ATTENTION: This article is NOT about exploratory testing. It’s about only one APPLICATION of exploration in testing. This is indeed what most people think exploratory testing is, but that way of thinking became obsolete in 1995.

All testing is exploratory. I’m not kidding. I’m not making a weird point. I’m stating a plain fact. All testing is exploratory testing. Even scripted testing, which is the opposite of exploratory testing, is exploratory testing!

How can that be? This is because exploration is a part of even the most scripted forms of testing that humans do. In the same way scripted behavior is present even in highly exploratory testing.

The role of exploration and scripting in testing is just like the role of exploration and scripting when you go shopping. If you go shopping, you might have a shopping list or you might not. You might have an objective you want to fulfill, or you might not. But even if you have a specific plan to go to a specific shop to buy a specific thing, you are always exploring along the way. You might find that the shop is closed. You might find that they are out of the item you want to buy. They might redirect you to another store. You might find a similar item much cheaper and change you mind.

During the pandemic, I briefly did all the shopping for my family (I didn’t want my wife to get sick, because she is the most important person in our home). My son actually complained that I was a bad shopper. “What do you mean? I get everything you put on your list!” “Yes,” he replied, “But Mom doesn’t just follow the list. She gets things that I like, no matter what’s on the list.
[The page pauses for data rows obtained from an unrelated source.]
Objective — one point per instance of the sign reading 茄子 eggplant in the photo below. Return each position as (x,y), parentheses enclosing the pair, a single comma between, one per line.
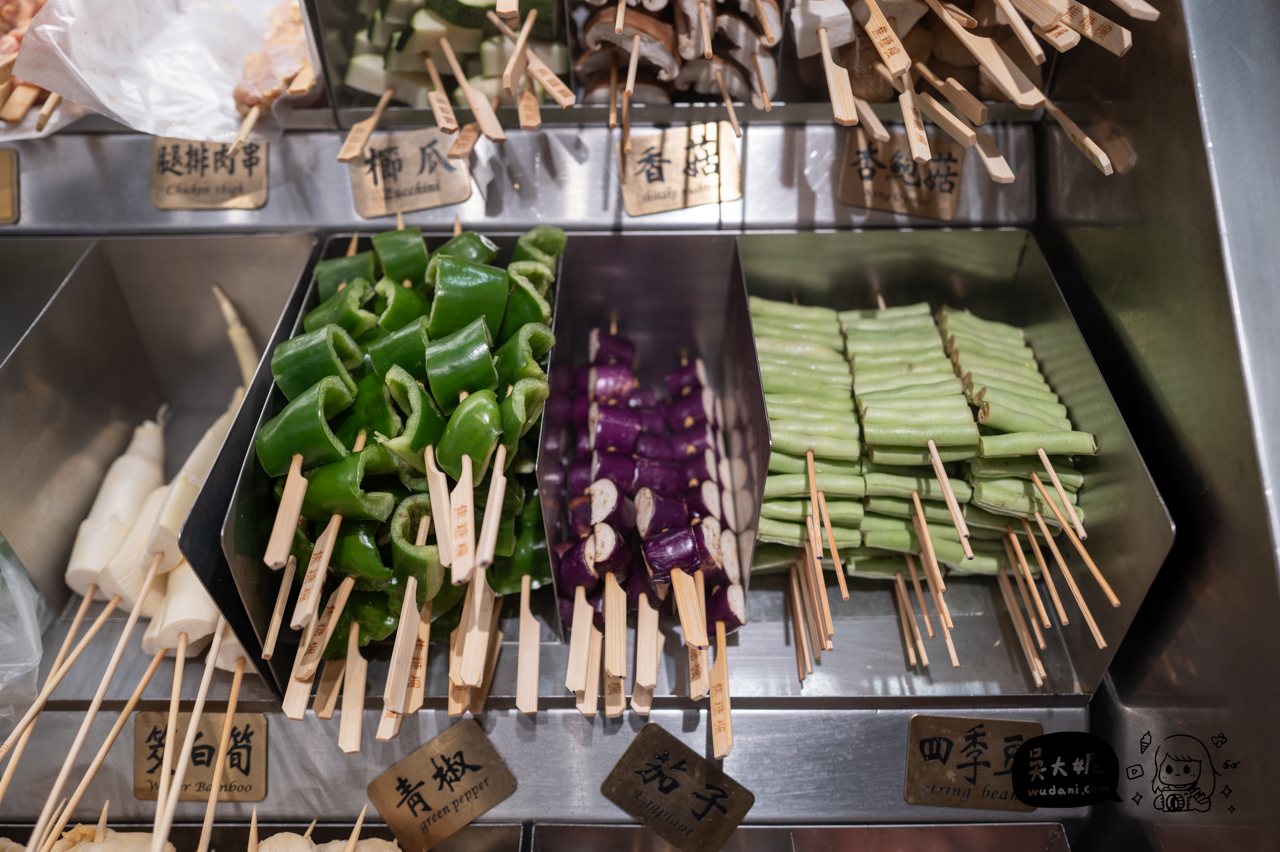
(882,175)
(681,166)
(406,172)
(206,175)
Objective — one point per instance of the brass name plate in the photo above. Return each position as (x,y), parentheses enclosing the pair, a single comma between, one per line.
(9,209)
(442,787)
(882,175)
(682,166)
(676,793)
(204,175)
(243,769)
(955,761)
(405,172)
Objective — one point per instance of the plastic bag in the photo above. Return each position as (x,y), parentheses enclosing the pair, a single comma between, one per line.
(160,67)
(23,618)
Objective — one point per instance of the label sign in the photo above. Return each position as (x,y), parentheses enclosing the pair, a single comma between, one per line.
(204,175)
(403,172)
(882,175)
(9,209)
(955,761)
(676,793)
(243,769)
(682,166)
(1066,769)
(442,787)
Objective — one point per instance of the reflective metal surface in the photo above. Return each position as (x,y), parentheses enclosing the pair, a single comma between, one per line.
(1001,275)
(133,325)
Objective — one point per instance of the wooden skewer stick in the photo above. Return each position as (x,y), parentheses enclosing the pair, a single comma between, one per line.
(1022,31)
(905,599)
(1061,494)
(355,832)
(906,628)
(56,677)
(172,723)
(479,104)
(360,132)
(885,39)
(46,111)
(842,104)
(1015,615)
(42,823)
(1070,582)
(538,69)
(329,687)
(1018,564)
(804,658)
(352,695)
(73,802)
(215,786)
(77,621)
(721,717)
(728,104)
(919,594)
(1045,571)
(1077,543)
(438,100)
(835,552)
(519,55)
(179,773)
(530,650)
(282,601)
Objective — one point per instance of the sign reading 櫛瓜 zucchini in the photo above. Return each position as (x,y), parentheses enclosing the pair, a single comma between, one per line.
(882,175)
(206,175)
(956,761)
If they are out of one thing, she’ll get the best substitute, automatically. You just come home without it.”

For the last twenty years, I’ve been teaching testing as being sometimes more exploratory and sometimes more scripted, depending on context.

ET does not mean that you ignore specifications. It doesn’t even mean that you ignore test procedures. It means that you make choices; you exercise control over your own testing. That’s all it really means. Of course, if you exercise control, that means you have to be alert and learning.

Not knowing about a feature is not a drawback of exploration in testing. The same exact drawback exists for highly scripted testing, except when you explore you have some chance of learning about it, and when you don’t you have no chance of learning about it.